The more bars, restaurants, gyms, and other public venues require proof of vaccination upon entry, the more it normalizes being vaccinated — especially among young adults. It’s also a smart business move because it communicates to customers that the owner cares about their customers and staff, not just sales. Common sense dictates that if the majority of nightspots in New York City implement a proof of vaccination requirement, it will probably entice the people who are living for the city’s nightlife to get vaccinated against this ruthless virus.
I’ll admit that despite maintaining full faith in the efficacy of the coronavirus vaccines, I don’t want to be sitting at the bar next to some guy gabbing about his summer plans who might also be spewing drops of a super-gonzo COVID-19 variant.
The day the Centers for Disease Control and Prevention said that fully vaccinated Americans could stop wearing masks and maintaining social distance at most indoor and outdoor settings regardless of size, I was waiting anxiously for the caveat about some sort of system that might require proof of vaccination in public venues. That didn’t happen. It’s as if the CDC simply gave away the candy for free.
Any chances of a national vaccine passport mandate or proof of vaccine requirements at the federal level looks unlikely thanks in great part to the stubborn vein of dumb running through many of the nation’s conservative states, where issues of personal liberty are on a higher pedestal than people’s health.
Take Florida’s Governor Ron De Santis, who articulates the “all that matters is me” anti-vaccine passport thinking perfectly. “In Florida, your personal choice regarding vaccinations will be protected and no business or government entity will be able to deny you services based on your decision,” said De Santis.
What’s especially grotesque about De Santis’ selfish logic is its blatant idiocy. But as evidenced by some of the comments in the Boxers NYC, Club Cumming, and other bar’s Instagram announcements, dangerous and entitled thinking isn’t limited to the bible belt.
As one person posted in response to Club Cumming’s decision, “my body, my choice.”

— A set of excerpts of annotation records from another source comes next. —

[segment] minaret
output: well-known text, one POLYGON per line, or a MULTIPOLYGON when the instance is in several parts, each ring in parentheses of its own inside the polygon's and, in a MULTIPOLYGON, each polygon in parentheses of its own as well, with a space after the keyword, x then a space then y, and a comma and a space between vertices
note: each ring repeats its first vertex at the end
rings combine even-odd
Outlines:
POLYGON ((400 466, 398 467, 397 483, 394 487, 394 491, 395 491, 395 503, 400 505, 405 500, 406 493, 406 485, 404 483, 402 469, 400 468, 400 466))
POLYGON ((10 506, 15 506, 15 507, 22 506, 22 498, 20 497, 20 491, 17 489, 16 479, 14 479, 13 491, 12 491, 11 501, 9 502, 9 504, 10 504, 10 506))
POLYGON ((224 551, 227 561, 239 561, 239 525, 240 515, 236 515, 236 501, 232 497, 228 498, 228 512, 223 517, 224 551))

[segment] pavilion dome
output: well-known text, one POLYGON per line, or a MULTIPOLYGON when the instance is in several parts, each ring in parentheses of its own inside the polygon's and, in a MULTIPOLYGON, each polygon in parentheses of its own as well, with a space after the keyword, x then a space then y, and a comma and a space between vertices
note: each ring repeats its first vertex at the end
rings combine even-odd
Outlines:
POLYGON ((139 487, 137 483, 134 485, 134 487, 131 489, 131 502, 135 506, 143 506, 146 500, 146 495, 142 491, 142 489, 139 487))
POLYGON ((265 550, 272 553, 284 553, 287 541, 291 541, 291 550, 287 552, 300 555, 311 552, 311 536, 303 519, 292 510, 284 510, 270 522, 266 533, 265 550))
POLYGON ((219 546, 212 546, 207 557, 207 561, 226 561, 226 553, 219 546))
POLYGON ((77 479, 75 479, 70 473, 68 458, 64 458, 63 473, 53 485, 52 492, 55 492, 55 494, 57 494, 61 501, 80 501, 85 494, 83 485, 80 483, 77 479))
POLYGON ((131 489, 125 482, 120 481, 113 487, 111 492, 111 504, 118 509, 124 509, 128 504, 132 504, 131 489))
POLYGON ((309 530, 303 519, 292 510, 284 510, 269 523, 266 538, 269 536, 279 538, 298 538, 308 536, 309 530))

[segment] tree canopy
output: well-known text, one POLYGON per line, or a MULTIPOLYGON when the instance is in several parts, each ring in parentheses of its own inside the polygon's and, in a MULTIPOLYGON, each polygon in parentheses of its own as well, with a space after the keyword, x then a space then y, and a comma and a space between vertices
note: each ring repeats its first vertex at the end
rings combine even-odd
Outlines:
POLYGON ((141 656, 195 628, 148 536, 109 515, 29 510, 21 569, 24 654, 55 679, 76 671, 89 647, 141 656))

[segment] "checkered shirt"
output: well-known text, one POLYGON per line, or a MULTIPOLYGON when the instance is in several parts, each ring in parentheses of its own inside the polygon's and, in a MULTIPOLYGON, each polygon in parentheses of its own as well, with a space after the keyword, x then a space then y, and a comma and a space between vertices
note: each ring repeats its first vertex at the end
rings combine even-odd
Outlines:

That argument loses a lot of its punch considering that individual’s body could become a vector for a highly contagious variant of an already lethal disease because of their irresponsible choice to not get vaxxed up.
Across New York City’s five boroughs, just over 40 percent of eligible residents are fully vaccinated against COVID-19 according to city data. And that’s why a majority of the people I know are thrilled to see my friend and his partners at Club Cumming do what they did.
The rest of the bar’s message on Facebook and Instagram reads: “We decided to adopt this policy not as a way to discriminate but as a way to encourage our community to get vaccinated. As more LGBTQA+ establishments embrace similar practices, we hope that being able to enjoy all of the benefits of all the fun things that our great city offers will work as a powerful incentive for those on the fence to get their shots, so please get this done and join the party!!”
Club Cumming and all the other bars and restaurants requiring proof of vaccination deserve medals of honor for the public health service they are performing at the risk of alienating some of their misguided customers. They are taking care of their staff and their customers who have done the smart thing and rolled up their sleeves. They are probably doing more to convince New Yorkers to get vaccinated than we’ll ever fully know. And it’s just in time for Pride month. Good for them.
Rest assured, when I’m ready to join the party, it will be at places where owners are demonstrating a commitment to the greater health of New York City by requiring proof of vaccine.